Шрифт:
Интервал:
Закладка:
— Необходимо продовольствие!
— Нужны патроны!
— Срочно подкрепление…
— Сожалею, но без противотанковых средств невозможно…
— Снимаю с себя всякую ответственность!!!
— Снимаю ответственность!!!
— Ответственность!!!
Майор, ставший полчаса назад боевым комендантом Эмги, слышал эту фразу уже сотни раз.

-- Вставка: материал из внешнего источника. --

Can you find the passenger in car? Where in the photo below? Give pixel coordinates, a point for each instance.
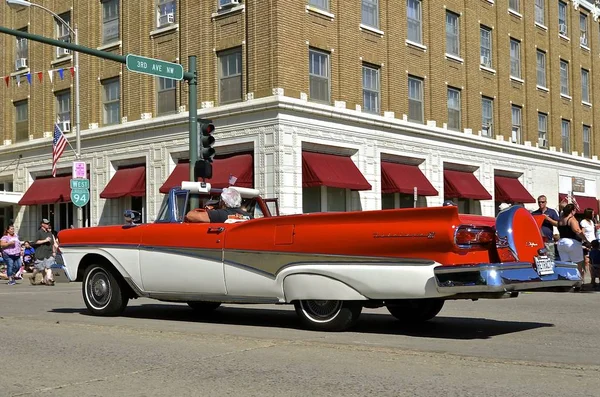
(228, 210)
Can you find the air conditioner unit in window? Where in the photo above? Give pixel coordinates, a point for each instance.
(228, 3)
(21, 63)
(562, 28)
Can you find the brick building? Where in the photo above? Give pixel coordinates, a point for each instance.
(328, 105)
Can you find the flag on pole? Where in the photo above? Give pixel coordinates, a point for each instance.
(59, 143)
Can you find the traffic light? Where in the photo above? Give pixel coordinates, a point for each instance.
(205, 130)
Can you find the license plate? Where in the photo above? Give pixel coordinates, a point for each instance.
(544, 265)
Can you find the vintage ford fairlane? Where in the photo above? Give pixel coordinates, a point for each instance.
(329, 265)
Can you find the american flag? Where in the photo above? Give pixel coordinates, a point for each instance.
(59, 143)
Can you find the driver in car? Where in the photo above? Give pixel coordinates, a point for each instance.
(228, 210)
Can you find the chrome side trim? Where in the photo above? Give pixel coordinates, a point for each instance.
(499, 277)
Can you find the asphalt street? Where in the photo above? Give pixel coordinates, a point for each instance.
(540, 344)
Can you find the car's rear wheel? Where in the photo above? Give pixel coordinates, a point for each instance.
(203, 306)
(102, 292)
(415, 310)
(328, 315)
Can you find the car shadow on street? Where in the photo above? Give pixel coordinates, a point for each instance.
(459, 328)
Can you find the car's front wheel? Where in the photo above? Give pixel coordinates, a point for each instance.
(328, 315)
(102, 292)
(415, 310)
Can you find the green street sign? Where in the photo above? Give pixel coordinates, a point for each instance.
(80, 184)
(80, 197)
(154, 67)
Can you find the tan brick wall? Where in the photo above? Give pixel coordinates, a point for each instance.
(275, 37)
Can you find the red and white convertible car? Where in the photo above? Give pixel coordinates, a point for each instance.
(329, 265)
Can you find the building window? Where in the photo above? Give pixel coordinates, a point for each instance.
(515, 58)
(454, 113)
(562, 19)
(22, 121)
(322, 4)
(111, 101)
(565, 133)
(110, 21)
(542, 130)
(318, 75)
(585, 85)
(415, 99)
(540, 12)
(63, 110)
(514, 5)
(166, 96)
(587, 132)
(541, 68)
(515, 136)
(230, 76)
(487, 117)
(486, 46)
(452, 34)
(166, 12)
(63, 34)
(564, 77)
(370, 13)
(371, 89)
(583, 36)
(413, 20)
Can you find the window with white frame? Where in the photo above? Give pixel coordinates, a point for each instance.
(230, 76)
(371, 89)
(166, 12)
(321, 4)
(541, 68)
(587, 132)
(318, 72)
(454, 109)
(564, 77)
(487, 116)
(370, 13)
(516, 134)
(63, 33)
(563, 27)
(583, 35)
(21, 121)
(63, 109)
(452, 33)
(565, 134)
(585, 85)
(110, 21)
(485, 46)
(415, 99)
(540, 11)
(166, 96)
(515, 58)
(111, 101)
(414, 21)
(542, 130)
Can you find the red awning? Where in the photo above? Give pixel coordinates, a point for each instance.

К этому подмешивался шум с улицы, гул русских истребителей, грохот зениток, телефонные звонки.
Штаб части противовоздушной обороны:
— Где проходит передний край?
Штаб корпуса:
— Боевой комендант Эмги наделяется всей полнотой полномочий!
Интендантское управление сухопутных войск:
— Назначьте ответственного за материальные запасы на тамошних складах!
Штаб дивизии:
— Срочно доложите обстановку!
Вот идиоты!
Офицер юстиции в чине полковника вынужден был просто гоняться за майором, бегавшим по помещениям, как белка в колесе. Такая атмосфера была ему хорошо знакома. Если его узнают (а его не могут не узнать!), его звание, которое не может не вызывать уважения, всех приведет в себя! Он еще дома в мирное время знал, как вели себя окружающие, увидев его: неуверенность, боязливое ожидание, украдкой бросаемые взгляды. Именно это чувствовал он, проходя через фойе дворца юстиции. Он, облаченный в мантию и возведенный в сан, самоуверенно вписанный в параграфы: господин прокурор. Подчиняющее приветствие стало мерой инстинкта самосохранения.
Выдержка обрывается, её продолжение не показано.